Regulatory1 min read·Edition #13

CMS innovation center remains focused on mandatory models, officials say

CMS Innovation Center Director Abe Sutton and CMS Administrator Dr. Mehmet Oz reaffirmed the administration's commitment to mandatory value-based models, targeting poor-performing providers for enrollment into alternative payment arrangements. This is a policy acceleration: the Biden CMMI favored voluntary pilots; Trump's CMMI is now pivoting toward forced accountability through mandatory participation, particularly for low-performing hospital systems and medical groups.

Mandatory models carry high operational stakes. CMMI has tested capitated payment arrangements (Global and Professional Direct Contracting, CJR, Oncology Care Model), but compliance burden, financial risk concentration, and data infrastructure requirements are steep. Practices already operating under merit-based incentive programs (MIPS) and quality reporting burdens face additional mandatory model enrollment if flagged for poor performance on cost, quality, or utilization metrics. A hospital system hitting readmission penalties or high cost-per-beneficiary could be forced into a full-risk capitation model within 18 months. Dental practices linked to medical groups will inherit the compliance tail.

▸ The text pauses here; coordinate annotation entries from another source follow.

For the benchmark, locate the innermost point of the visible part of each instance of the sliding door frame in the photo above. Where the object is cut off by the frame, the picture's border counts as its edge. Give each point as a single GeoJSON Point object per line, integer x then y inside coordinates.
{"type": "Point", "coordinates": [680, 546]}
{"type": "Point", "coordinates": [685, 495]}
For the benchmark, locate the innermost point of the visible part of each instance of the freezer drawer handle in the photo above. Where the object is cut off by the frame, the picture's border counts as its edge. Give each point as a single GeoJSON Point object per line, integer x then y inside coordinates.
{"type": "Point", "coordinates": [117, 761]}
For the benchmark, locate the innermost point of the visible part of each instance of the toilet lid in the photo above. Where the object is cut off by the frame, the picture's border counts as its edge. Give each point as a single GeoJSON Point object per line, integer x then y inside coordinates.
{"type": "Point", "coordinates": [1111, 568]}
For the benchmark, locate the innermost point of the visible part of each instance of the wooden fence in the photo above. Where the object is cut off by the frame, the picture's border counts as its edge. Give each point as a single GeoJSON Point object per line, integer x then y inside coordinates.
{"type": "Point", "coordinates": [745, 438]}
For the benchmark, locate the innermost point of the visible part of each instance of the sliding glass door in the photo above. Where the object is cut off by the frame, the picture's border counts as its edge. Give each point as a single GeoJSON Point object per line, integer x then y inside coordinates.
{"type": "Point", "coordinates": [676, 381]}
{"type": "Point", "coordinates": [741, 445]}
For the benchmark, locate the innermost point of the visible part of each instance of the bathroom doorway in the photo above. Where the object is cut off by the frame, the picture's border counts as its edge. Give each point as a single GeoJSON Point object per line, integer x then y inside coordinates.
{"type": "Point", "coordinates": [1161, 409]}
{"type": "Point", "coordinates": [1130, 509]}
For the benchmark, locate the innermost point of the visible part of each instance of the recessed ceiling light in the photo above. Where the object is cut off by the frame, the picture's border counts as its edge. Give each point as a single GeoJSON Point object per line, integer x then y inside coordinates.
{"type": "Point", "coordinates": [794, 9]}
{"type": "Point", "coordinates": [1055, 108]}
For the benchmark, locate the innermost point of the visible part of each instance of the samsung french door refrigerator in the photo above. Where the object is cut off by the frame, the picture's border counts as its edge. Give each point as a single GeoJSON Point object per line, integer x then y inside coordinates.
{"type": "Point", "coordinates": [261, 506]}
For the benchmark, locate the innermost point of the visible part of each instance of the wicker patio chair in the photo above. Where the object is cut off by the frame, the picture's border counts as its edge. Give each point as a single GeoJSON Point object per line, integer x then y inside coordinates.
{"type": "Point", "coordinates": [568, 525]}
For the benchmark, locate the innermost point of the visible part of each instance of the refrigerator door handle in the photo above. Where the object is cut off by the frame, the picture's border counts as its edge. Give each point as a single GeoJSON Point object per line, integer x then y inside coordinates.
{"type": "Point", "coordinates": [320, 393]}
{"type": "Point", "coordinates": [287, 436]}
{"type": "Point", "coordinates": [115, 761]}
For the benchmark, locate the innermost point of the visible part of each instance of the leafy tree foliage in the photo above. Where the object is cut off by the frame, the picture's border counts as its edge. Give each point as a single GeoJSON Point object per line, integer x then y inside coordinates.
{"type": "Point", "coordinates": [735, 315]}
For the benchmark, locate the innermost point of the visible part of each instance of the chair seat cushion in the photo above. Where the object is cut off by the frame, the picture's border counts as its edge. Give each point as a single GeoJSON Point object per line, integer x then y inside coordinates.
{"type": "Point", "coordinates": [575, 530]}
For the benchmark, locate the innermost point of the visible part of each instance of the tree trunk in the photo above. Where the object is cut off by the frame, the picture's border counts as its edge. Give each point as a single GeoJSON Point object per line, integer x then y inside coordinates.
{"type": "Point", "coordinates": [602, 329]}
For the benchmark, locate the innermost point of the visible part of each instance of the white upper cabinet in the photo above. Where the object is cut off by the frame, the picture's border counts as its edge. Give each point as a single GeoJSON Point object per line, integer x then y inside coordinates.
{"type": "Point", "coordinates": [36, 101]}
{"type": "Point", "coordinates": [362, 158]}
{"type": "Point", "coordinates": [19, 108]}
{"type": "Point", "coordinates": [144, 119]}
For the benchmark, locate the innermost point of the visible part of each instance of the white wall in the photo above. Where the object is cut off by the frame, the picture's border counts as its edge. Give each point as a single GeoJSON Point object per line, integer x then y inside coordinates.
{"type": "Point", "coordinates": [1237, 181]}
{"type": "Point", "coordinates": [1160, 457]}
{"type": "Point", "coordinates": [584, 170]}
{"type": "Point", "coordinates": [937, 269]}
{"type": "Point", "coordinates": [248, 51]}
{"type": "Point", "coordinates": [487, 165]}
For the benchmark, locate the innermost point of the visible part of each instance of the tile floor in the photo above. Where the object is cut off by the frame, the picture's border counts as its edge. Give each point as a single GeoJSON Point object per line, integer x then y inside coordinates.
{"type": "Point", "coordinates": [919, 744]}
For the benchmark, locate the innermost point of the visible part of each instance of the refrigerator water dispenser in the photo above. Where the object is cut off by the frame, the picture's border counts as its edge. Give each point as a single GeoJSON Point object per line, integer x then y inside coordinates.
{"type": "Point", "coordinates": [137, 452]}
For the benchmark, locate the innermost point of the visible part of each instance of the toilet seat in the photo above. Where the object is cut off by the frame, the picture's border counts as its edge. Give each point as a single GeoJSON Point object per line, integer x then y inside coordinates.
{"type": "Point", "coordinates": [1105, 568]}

Healthcare executives should stress-test cost and quality metrics now against CMMI benchmarks (CMS publishes provider-level performance data quarterly). Investment in clinical documentation, EHR/PMS interoperability, and predictive analytics is no longer optional—it's survival infrastructure. DSOs and larger group practices need governance structures (risk committees, actuarial support, network management) to operate in mandatory models. Smaller practices should consider affiliation or merger to spread mandatory model risk across larger entity.

CMMI will announce initial cohort of mandatory models Q3 2026; implementation Q1 2027. Watch for CMS letter to targeted providers by August 2026.